Il est important de noter que bien que les fausses couches soient malheureusement fréquentes, cela ne compromet pas nécessairement la possibilité d'une grossesse ultérieure menée à terme, parfois même très rapidement après.

Cependant, il est crucial de distinguer ces fausses couches isolées des fausses couches à répétition. À partir de trois fausses couches spontanées, des explorations sont recommandées, car en plus des anomalies chromosomiques chez l'embryon, elles peuvent être liées à des problèmes de santé chez la mère qui peuvent être traités, tels que des malformations du col de l'utérus et de l'utérus, des anomalies hormonales ou immunitaires, et exceptionnellement des infections.

Hématome Rétroplacentaire

Il est essentiel de distinguer l'hématome décidual, qui survient en début de grossesse, de l'hématome rétroplacentaire, qui est une urgence obstétricale. L’hématome rétroplacentaire est un problème très grave, qui peut entraîner la mort du bébé. Durant toute la grossesse, le placenta est normalement accroché à la paroi de l’utérus, mais il arrive qu’au dernier trimestre il se décolle sur une partie plus ou moins étendue. On parle de « décollement prématuré d’un placenta normalement inséré ».
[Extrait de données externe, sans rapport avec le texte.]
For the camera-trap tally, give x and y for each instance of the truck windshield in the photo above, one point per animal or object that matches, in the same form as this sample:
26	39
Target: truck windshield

Un hématome va alors se former entre la paroi de l’utérus et la face maternelle du placenta. L’hématome rétroplacentaire est plus fréquent chez les futures mamans souffrant d’hypertension ou de diabète gestationnel. Il peut aussi faire suite à un choc violent sur le ventre, lors d’un accident de voiture par exemple. Mais parfois, il survient spontanément, sans qu’aucune explication ne soit retrouvée. L’hématome rétroplacentaire peut se manifester par des douleurs pelviennes soudaines, des contractions, des saignements. Ces signes doivent impérativement amener à consulter afin de diagnostiquer au plus vite un éventuel hématome rétroplacentaire, car celui-ci met en danger la vie du bébé. La partie du placenta qui s’est décollée ne participe plus aux échanges fœto-maternels, le bébé est donc privé d’oxygène. « L’hématome rétroplacentaire est également une situation à risque pour la maman. Si l’hématome est important, un gros caillot va se former et va consommer tous les facteurs de coagulation de la maman qui risque alors de souffrir d’une hémorragie » Après le diagnostic de l’hématome rétroplacentaire, une césarienne est donc pratiquée en urgence. C'est grâce au placenta que le fœtus trouve sa source de nutrition et d'oxygène pendant la gestation. En cas de décollement significatif du placenta, le fœtus peut se retrouver privé d'oxygène. L'utilisation de l'échographie permet particulièrement de vérifier la persistance d'un rythme cardiaque chez le fœtus.